Freitag, 18. November 2016

5 liebste Bücher zum Vorlesetag

Es ist wieder so weit! Wie jedes Jahr seit 13 Jahren lädt die Stiftung Lesen in Zusammenarbeit mit der Zeit und der Deutschen Bahn zum Bundesweiten Vorlesetag ein. Mit dabei sind wieder zahlreiche Prominente und über 100.000 Vorleser und Vorleserinnen, die an verschiedenen Orten, wie Theatern, Museen, Schulen und Kindergärten vorlesen. Einfach, weil es ihnen Freude macht und weil Kinder es lieben, vorgelesen zu bekommen und weil es ihnen gut tut.
Die Vorlesestudie 2016 hat dazu die Kinder selbst befragt. 91% gefällt es gut, wenn ihnen vorgelesen wird und fast jede dritte Kind wünscht sich, dass dies öfter geschieht, denn knapp ein Drittel der Eltern liest nur selten vor.

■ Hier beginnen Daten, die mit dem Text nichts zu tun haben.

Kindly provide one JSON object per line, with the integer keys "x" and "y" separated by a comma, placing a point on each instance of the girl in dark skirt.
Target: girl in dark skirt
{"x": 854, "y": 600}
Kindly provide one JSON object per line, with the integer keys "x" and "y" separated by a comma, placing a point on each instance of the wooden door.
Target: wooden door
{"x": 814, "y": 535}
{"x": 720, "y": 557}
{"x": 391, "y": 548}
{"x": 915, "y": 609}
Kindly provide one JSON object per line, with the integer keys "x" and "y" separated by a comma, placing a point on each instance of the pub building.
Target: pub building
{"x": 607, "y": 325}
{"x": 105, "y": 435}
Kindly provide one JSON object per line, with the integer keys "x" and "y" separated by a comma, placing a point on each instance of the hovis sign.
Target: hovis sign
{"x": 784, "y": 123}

Dabei liegt im Vorlesen der Schlüssel zur Bildung und wie Anja Neubauer von der Deutsche Bahn Stiftung sagt: "Es gibt keinen Grund, den Kindern den Wunsch nach einer guten Vorlesegeschichte nicht jeden Tag neu zu erfüllen."

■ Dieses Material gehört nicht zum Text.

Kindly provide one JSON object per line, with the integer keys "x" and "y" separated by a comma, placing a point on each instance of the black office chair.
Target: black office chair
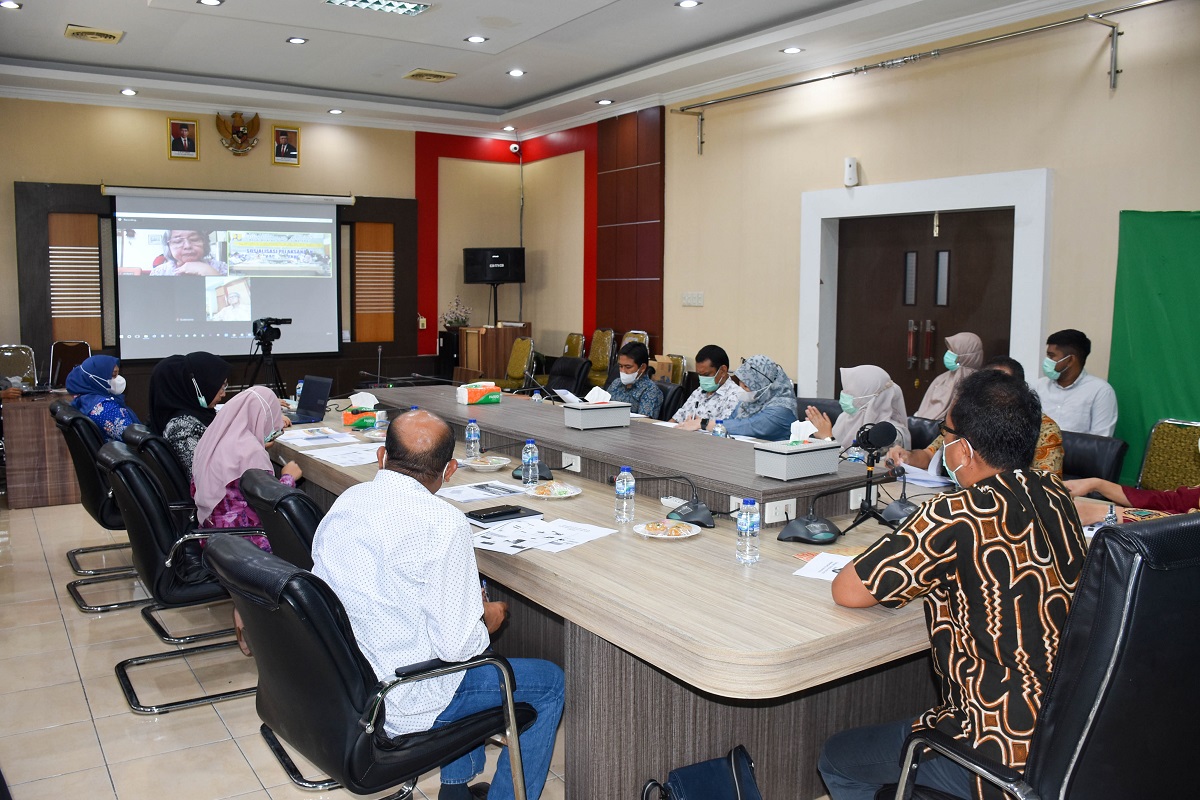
{"x": 166, "y": 554}
{"x": 923, "y": 431}
{"x": 83, "y": 439}
{"x": 1086, "y": 455}
{"x": 288, "y": 516}
{"x": 570, "y": 374}
{"x": 1117, "y": 719}
{"x": 672, "y": 398}
{"x": 318, "y": 692}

Leider werden die guten Vorsätze dann aber oft wieder vom Bürokratie-Wahn gebremst, denn seit 2012 müssen Vorlese-Mamas-Papas-Omas-Opas in Kindertagesstätten ein erweitertes polizeiliches Führungszeugnis vorlegen. 😦 Ganz schön viel Papierkram und Kosten, die da auf Ehrenamtliche zukommen, die in dem Fall ja vielleicht maximal eine halbe Stunde da sind und sich sehr wahrscheinlich gar nicht mit den Kindern alleine in einem Raum befinden. Ob man so das Vorlesen fördert und Menschen, die sich in ihrem Umfeld engagieren wollen, ermutigt, sei dahingestellt.

Bleibt das Lesen zu Hause, das bei uns jeden Abend vor dem Schlafengehen stattfindet und ein fester Teil der abendlichen Einschlafbegleitung ist. Auch den Eltern soll das Vorlesen ja Freude machen und das ist nicht immer so. Mit manchen Büchern kann ich einfach nicht warm werden, wieder andere werden zu echten Lieblingsbüchern von den Kindern und mir.
In Anlehnung an die Blogparade "Meine 5 liebsten Kinderbücher" von Aufbruch zum Umdenken stelle ich euch 5 Bücher vor, die ich wirklich gerne vorlese:

1. Der Grüffelo von Axel Scheffler und Julias Donaldson ist natürlich inzwischen ein echter Klassiker. Ein Buch, bei dem das Vorlesen besonders viel Spaß macht, da man ganz wunderbar in die verschiedenen Rollen schlüpfen kann. Übrigens sind eigentlich alle Bücher von den beiden dazu ganz wunderbar geeignet und auch die Reime gehen schnell ins Ohr, so dass die Kinder nach kurzer Zeit "mitlesen" können.

2. Der Bär auf dem Spielplatz von Dolf Verroen und Wolf Erlbruch wirkt durch die wunderbaren Bilder von Wolf Erlbruch, fesselt aber auch durch den Text, denn es geht um ein Thema, mit dem sich auch Kindergartenkinder auseinander setzen müssen: Ausgrenzung, Streit und Versöhnung.

3. Papa nervt von Meir Shalev ist leider nur noch gebraucht erhältlich und wird hoffentlich noch einmal neu aufgelegt, denn die in Reimen erzählte Geschichte von Jonathan, der ziemlich genervt von dem peinlichen Verhalten seines Vaters ist, macht einfach große Freude.

4. Die kleine Hexe feiert Weihnachten von Lieve Baeten mag ich ebenfalls sehr gern. Die Kinder werden beim Lesen miteinbezogen, und verfolgen ganz gespannt mit, wer da alles zu Besuch kommt und wie das Weihnachtsfest denn nun am Schluss aussieht.

5. Merlind, die kleine Zauberin von Daniela Drescher verzaubert zwar in erster Linie durch die ganz wunderschönen Bilder, lässt sich aber auch sehr gut vorlesen und zieht die kleinen Zuhörer schnell in seinen Bann.

Wir schöpfen so sehr aus dem Fundus an schönen Büchern, die wir schon haben, das es mir manchmal schwer fällt, neue Bücher auszuwählen. Wenn ihr da einen Tipp habt, was bei den Neuerscheinungen lesenswert ist, gerne her damit.